Santa Casa de Campo Grande (MS) — Prova 2022
Qual das alternativas a seguir apresenta uma consequência da asfixia neonatal para os pulmões?
Asfixia neonatal → sofrimento fetal → eliminação de mecônio → aspiração pulmonar → Síndrome de Aspiração do Mecônio (SAM).
A asfixia neonatal é um fator de risco para a eliminação de mecônio no líquido amniótico. Se o recém-nascido aspirar esse mecônio durante as primeiras respirações, pode desenvolver a Síndrome de Aspiração do Mecônio (SAM), uma grave complicação pulmonar.
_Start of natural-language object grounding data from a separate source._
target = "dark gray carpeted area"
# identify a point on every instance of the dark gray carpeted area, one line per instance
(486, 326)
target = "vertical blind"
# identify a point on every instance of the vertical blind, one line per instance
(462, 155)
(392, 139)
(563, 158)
A asfixia neonatal, definida como a privação de oxigênio e/ou perfusão sanguínea adequada para os tecidos do recém-nascido, é uma das principais causas de morbimortalidade perinatal. Suas consequências podem afetar múltiplos órgãos e sistemas, sendo os pulmões um dos mais vulneráveis. A Síndrome de Aspiração do Mecônio (SAM) é uma complicação pulmonar direta e grave da asfixia, ocorrendo em cerca de 5-10% dos nascimentos com líquido amniótico meconial. A fisiopatologia da SAM inicia-se com o sofrimento fetal induzido pela asfixia, que leva à liberação de mecônio no líquido amniótico. Se o feto ou recém-nascido aspirar esse mecônio, ele pode causar obstrução mecânica das vias aéreas, pneumonite química, inativação do surfactante e, em casos graves, hipertensão pulmonar persistente. O diagnóstico é feito pela história de líquido amniótico meconial e sinais de desconforto respiratório no recém-nascido. O manejo da SAM envolve suporte respiratório, que pode incluir oxigenoterapia, ventilação mecânica e, em casos refratários, óxido nítrico inalatório ou ECMO. A prevenção é crucial e inclui a identificação e manejo do sofrimento fetal. O prognóstico da SAM varia de acordo com a gravidade da aspiração e a presença de hipertensão pulmonar, podendo levar a sequelas respiratórias a longo prazo.
A SAM é uma condição respiratória grave que ocorre quando um recém-nascido aspira mecônio (primeiras fezes do bebê) presente no líquido amniótico para os pulmões, causando obstrução das vias aéreas, inflamação e pneumonite química.
A asfixia neonatal pode causar sofrimento fetal, levando à hipóxia e acidose. Isso pode estimular o peristaltismo intestinal e o relaxamento do esfíncter anal, resultando na eliminação de mecônio. Em seguida, o feto pode fazer movimentos respiratórios de gasping, aspirando o mecônio.
As manifestações incluem desconforto respiratório (taquipneia, gemência, tiragem, cianose), tórax em barril, estertores e roncos. A radiografia de tórax pode mostrar infiltrados grosseiros, hiperinsuflação e atelectasias.